Tue. Feb 25th, 2020

The Virreina rescues the urban utopias of the children of the Castro revolution



"The children of utopia". So the writer baptized Osvaldo Sánchez that first generation of Cuban artists and intellectuals born with the Revolution and educated in the schools of socialism that, in the eighties, burst forth without complexes on stage "ready to be granted a cultural contemporaneity in a country in which political contemporaneity had already been conquered by his parents, "says the essayist and curator Iván de la Nuez, who was one of those young people from whom he now rescues an episode that, unlike what happened in the field of cinema, music or the visual arts, had been submerged in a black hole in history: the dream of a Western architecture and without market.





The parallel utopia.
Dream cities in Cuba (1980-1993) is the title of the exhibition that returns De la Nuez to the Barcelona art scene ten years after its last exposition and he does it in The Virreina Center of the Imatge, of which he was director between 2000 and 2009. De la Nuez has counted with the collaboration of the architecture studio based in Paris
Atelier Moraleswhose founder Juan Luis Morales, participated in many of the projects that are shown and that cover more than a decade, from the exodus of Mariel, when more than 125,000 Cubans left the island in just seven months to the United States, until the dollar was legalized.


In the eighties, Cuban architects imagined new cities never built

"We knew it was a utopia, that none of those projects were going to be built, but we had to make them," says Juan Luis Morales, who remembers that it was a collective utopia. The College of Architects had been closed and worked together despite being ignored by the socialist state, "the only one that, paradoxically, could have enabled the existence of a critical architecture projected on a human scale that rather than building buildings wanted to build cities and more than cities, citizenship ", adds De la Nuez.





Through eight chapters, the sample includes those projects that made them fly, such as the great opera that Fitzcarraldo projected the American Walter Betancourt in Velasco, a small town in the East, or the design of a beach (Tarará) that would end up welcoming the children of Chernobyl. The new architects also imagined a congódromo in honor of Chano Pozo; an art center inside a factory; a restoration of Old Havana, declared a World Heritage Site in 1982, that preserved and gave prominence to the barbecues, the popular architecture that Havana residents raise on the rooftops as an aerial city, or a new life for Guantanamo and Caimanera, headquarters of the US naval base, just when the fall of the Berlin Wall advocated the end of the Cold War also in Cuba.

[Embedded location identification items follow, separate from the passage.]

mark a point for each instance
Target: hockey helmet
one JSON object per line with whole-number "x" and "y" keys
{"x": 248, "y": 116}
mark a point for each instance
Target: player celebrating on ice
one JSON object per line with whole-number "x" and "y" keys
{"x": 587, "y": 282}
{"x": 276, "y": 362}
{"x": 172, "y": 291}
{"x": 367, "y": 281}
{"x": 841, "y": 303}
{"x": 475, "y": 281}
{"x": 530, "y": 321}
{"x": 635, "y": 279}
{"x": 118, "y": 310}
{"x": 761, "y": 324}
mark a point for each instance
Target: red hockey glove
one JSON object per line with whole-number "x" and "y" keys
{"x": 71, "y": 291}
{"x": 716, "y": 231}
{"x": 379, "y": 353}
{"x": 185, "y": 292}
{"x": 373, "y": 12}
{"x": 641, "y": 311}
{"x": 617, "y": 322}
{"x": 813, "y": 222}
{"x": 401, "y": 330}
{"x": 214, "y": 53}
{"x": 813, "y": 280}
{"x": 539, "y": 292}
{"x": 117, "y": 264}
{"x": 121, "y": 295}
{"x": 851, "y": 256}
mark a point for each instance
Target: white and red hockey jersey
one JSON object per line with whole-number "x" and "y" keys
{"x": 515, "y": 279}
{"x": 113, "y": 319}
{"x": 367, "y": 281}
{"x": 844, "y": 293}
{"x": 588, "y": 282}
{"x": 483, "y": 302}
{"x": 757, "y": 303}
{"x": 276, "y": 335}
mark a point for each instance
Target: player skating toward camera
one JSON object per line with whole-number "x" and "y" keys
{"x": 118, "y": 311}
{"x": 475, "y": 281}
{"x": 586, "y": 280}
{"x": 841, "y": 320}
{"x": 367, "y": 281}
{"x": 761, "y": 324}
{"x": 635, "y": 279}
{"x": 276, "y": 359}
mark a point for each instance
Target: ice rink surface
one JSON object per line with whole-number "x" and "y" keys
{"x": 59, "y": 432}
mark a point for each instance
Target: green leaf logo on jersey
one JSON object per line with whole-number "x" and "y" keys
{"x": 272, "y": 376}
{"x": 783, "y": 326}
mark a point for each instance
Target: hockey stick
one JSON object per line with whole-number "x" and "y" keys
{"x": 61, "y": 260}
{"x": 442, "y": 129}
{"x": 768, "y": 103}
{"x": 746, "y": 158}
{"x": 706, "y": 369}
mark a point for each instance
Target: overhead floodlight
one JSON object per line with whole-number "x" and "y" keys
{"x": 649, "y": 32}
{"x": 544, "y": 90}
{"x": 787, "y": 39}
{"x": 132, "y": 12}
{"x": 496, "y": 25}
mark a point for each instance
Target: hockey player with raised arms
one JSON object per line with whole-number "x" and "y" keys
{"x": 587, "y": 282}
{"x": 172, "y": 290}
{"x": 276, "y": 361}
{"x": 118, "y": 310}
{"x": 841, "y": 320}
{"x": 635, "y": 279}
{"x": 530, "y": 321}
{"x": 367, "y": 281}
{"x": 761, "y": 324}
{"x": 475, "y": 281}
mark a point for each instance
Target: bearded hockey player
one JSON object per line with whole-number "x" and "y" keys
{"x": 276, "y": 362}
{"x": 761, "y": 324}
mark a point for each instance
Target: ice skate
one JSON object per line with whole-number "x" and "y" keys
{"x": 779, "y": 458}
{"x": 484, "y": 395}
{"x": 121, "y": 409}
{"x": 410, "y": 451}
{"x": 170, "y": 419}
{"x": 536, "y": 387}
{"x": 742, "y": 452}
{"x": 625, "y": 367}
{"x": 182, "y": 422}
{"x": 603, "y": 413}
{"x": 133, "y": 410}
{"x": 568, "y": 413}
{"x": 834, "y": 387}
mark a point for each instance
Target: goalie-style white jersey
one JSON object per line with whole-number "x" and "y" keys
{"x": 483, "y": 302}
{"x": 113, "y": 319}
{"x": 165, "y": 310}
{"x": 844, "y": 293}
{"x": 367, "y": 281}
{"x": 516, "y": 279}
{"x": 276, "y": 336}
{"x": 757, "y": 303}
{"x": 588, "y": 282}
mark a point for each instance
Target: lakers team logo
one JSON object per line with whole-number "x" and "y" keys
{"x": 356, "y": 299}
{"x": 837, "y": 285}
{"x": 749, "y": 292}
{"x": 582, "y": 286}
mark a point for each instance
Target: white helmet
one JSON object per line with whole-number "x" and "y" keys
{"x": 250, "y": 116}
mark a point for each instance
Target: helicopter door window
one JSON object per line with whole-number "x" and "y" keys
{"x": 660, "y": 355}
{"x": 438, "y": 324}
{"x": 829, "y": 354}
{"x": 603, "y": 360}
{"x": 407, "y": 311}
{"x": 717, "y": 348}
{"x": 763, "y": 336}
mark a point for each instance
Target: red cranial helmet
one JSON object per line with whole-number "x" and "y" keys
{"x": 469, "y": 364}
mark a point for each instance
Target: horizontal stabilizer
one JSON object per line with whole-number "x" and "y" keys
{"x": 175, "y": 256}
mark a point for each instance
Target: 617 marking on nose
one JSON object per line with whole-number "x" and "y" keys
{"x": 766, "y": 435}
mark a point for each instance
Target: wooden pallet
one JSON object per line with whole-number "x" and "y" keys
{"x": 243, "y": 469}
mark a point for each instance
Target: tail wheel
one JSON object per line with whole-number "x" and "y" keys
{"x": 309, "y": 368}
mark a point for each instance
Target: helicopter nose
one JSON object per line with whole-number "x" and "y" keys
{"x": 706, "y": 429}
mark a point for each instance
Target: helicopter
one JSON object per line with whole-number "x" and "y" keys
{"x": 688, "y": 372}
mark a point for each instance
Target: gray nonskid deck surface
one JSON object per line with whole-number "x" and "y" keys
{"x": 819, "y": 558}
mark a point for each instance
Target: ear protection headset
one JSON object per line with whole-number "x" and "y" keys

Of another urbanism, not dreamed but real, speaks another of the proposals with which La Virreina renews its exhibition program (until October 20). It is New Angels, a photographic project that Jorge Ribalta has developed for thirteen years, between 2005 and 2018, on the transformation of the Plaza de la Gardunya, in the back of the Boquería market. There are 583 photographs that show the metamorphosis of this space of the Raval and its surroundings in chronologically inverse order, from the transfer of the former headquarters of the Massana school to the new building of Carme Pinós to the square that in 2005 still conserved its surroundings abandoned of the market where a community of sintecho lived.





Ribalta, with a look almost like an archaeologist, does not only deal with changes in the morphology of space but also with its public uses, from a traditional local commerce to mass tourism, and from its inhabitants, going back and forth from the past (the plaza arises from the demolition in 1880 of the old convent of Santa María de Jerusalén and takes the name of a secret criminal society, something like the Italian Camorra) upon the arrival of the students to the school of art and design or the first inhabitants of the new blocks of surrounding floors.